The Slovak counts three world titles — won from 2015 to 2017 — five green jerseys and eight stages from the Tour de France, plus one-day races like the 2016 Tour of Flanders and Gent-Wevelgem last week and twice before.
“He’s equal [in fitness to the last two seasons] I would say, perhaps even better this year,” coach and Bora-Hansgrohe sports director Patxi Vila said.
“But year by year, it’s harder for him to win. It’s harder to win with three world titles than with two, or with two than one.
“He’s building up a nice palmarès. He’s probably the rider of his generation, but that means everything is hard for him.”
Niki Terpstra (Quick-Step Floors) flew free at 26 kilometers to race and won the Tour of Flanders solo. His Quick-Step team marked and blocked behind. Sep Vanmarcke (EF Education First-Drapac) and Tiesj Benoot (Lotto-Soudal) attacked the Oude Kwaremont, and Sagan took his turn on the Paterberg, but gesturing and tactics increased with Terpstra’s advantage.
“Tactically, other teams played their cards better than we did,” Vila added. “His shape is good, but winning for Peter is more difficult than the other guys.”
Sagan’s star shined brightest ahead of the race, but within the Quick-Step constellation, little could be done. He and others paid.
Though they may not say it, stars like Greg Van Avermaet (BMC Racing) may fear riding with Sagan into the Oudenaarde final because of his sprint strength. Van Avermaet, Vanmarcke, and Benoot would have hesitated before collaborating with Sagan to reel in Terpstra.
“Don’t ask why, but he’s the reference in the race,” Vila said. “That’s how it is. When he’s racing, he’s a reference point.”
Sagan stood at the center of attention in and out of the group. With his palmarès, odds-makers marked Sagan as the favorite ahead of Flanders. It is the same for the next cobbled monument, Paris-Roubaix on Sunday, too.
It leaves Bora-Hansgrohe and Sagan to analyze what went wrong and what to change before they start the cobbled march from Compiègne.
“It’s easy to say now, but the first thing you needed to do is try to catch Terpstra. If you give him 50 seconds, then it’s over,” Vila added.

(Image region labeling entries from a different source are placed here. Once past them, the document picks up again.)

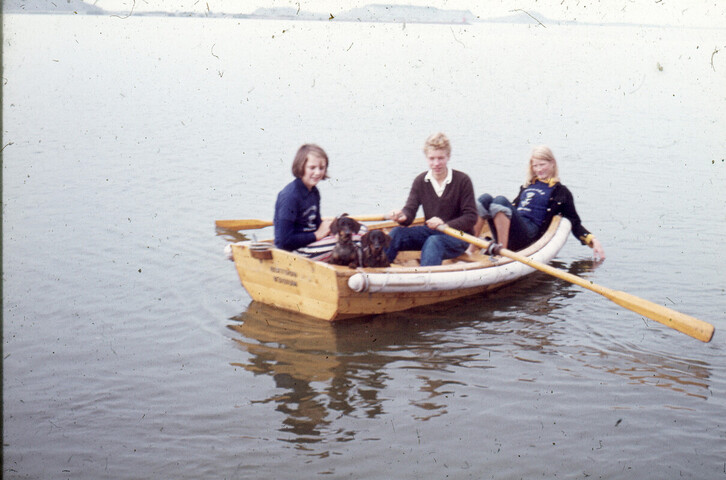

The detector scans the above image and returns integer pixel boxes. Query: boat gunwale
[237,215,562,277]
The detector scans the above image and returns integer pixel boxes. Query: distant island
[3,0,570,25]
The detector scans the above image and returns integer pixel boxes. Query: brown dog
[360,230,391,267]
[328,213,363,268]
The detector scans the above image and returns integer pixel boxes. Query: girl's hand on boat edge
[384,210,408,223]
[590,238,605,262]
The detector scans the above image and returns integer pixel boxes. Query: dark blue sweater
[273,178,321,251]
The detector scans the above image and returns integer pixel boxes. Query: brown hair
[524,145,560,186]
[292,143,330,180]
[424,132,451,155]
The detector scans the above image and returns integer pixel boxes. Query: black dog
[328,213,363,268]
[360,230,391,267]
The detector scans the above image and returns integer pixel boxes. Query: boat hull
[232,217,570,321]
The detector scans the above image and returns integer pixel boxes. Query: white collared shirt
[424,168,453,197]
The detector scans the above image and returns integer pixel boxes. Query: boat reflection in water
[229,260,710,444]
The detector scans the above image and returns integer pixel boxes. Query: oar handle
[438,225,714,342]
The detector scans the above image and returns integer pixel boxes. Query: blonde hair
[292,143,330,180]
[424,132,451,155]
[524,145,560,186]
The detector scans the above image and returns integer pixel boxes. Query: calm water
[2,15,726,479]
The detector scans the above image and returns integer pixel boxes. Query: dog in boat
[328,213,363,268]
[360,230,391,267]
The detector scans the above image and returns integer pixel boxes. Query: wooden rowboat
[232,216,570,321]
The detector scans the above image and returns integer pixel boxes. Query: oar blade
[603,291,714,343]
[439,226,714,342]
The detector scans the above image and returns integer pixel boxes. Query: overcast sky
[92,0,726,29]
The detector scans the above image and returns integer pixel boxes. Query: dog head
[360,230,391,252]
[330,213,360,242]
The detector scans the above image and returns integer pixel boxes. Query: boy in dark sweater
[386,133,477,266]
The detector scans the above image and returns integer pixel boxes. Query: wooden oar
[439,225,714,342]
[214,215,385,231]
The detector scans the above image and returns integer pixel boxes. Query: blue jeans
[386,225,469,267]
[476,193,539,251]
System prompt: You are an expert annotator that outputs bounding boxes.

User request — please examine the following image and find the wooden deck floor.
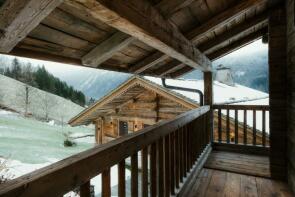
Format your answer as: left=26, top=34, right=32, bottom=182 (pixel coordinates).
left=186, top=151, right=294, bottom=197
left=186, top=168, right=293, bottom=197
left=205, top=151, right=270, bottom=178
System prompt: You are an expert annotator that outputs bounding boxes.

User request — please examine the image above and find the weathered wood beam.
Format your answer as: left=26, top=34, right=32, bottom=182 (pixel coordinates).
left=159, top=12, right=268, bottom=76
left=0, top=0, right=63, bottom=53
left=155, top=60, right=184, bottom=77
left=170, top=28, right=267, bottom=78
left=170, top=66, right=194, bottom=78
left=186, top=0, right=267, bottom=42
left=156, top=0, right=195, bottom=18
left=82, top=0, right=198, bottom=68
left=132, top=0, right=266, bottom=75
left=198, top=12, right=268, bottom=54
left=75, top=0, right=211, bottom=71
left=129, top=52, right=169, bottom=74
left=208, top=27, right=267, bottom=61
left=82, top=31, right=136, bottom=67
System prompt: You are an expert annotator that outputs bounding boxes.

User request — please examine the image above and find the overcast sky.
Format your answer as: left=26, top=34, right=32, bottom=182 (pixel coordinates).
left=0, top=40, right=268, bottom=76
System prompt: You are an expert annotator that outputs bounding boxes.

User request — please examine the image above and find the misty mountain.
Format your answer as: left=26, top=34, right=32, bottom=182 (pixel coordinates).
left=0, top=40, right=268, bottom=99
left=182, top=40, right=269, bottom=93
left=50, top=69, right=131, bottom=99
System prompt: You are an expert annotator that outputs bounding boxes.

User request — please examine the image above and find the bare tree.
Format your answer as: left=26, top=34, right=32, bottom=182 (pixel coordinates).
left=18, top=85, right=34, bottom=116
left=42, top=94, right=55, bottom=121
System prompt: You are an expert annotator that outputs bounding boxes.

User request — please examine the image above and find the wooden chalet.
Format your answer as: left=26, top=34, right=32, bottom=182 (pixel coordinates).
left=69, top=76, right=269, bottom=145
left=0, top=0, right=295, bottom=197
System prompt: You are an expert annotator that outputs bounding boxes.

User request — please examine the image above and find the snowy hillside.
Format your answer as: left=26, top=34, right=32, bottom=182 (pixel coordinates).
left=0, top=75, right=84, bottom=122
left=145, top=77, right=268, bottom=105
left=183, top=40, right=268, bottom=92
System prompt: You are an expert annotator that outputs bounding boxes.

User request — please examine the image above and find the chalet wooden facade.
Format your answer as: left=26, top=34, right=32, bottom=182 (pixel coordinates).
left=69, top=76, right=269, bottom=146
left=0, top=0, right=295, bottom=197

“The mistake was that we went into the Kwaremont the last time with Terpstra too far. 50 seconds, that’s a lot. If it was just 20 less, 30 seconds, then you can see him and things probably would’ve been different. That was a mistake that we and the leading group made, but it was too late.
“It was a good race. Simply put, Quick-Step was what we expected. They have more [star] riders and they played their cards perfectly.
“Peter had a good race. He dropped everybody on the last climb, but Terpstra was too far ahead. He said, ‘What do I do?’ He waited for the bunch, but sixth place is not what we were expecting.”
The German WorldTour team built around Sagan’s arrival in 2017 worked for a small group finish and a sprint — just what the rivals aimed to avoid.
“If you look to Gent-Wevelgem and the way he sprinted … We shouldn’t be afraid of arriving in a group of five to six riders and a sprint. We rode well in Gent-Wevelgem like that, actually fantastically well, so it was up to the others to drop Peter.”
He faces his last big one-day appointment of the spring, Paris-Roubaix. For many, top 10s or top 5s would count, but not for Sagan. With his status, followers expect titles and cobbled trophies.
“No [it’s not a failure if he doesn’t win Flanders or Paris-Roubaix]. It’s a failure if you don’t do your race, if you don’t go deep and give 100%,” Vila said.
“[Quick-Step Floors] will do their race [in Paris-Roubaix] and we will try to solve the equation of one or two against three or four.”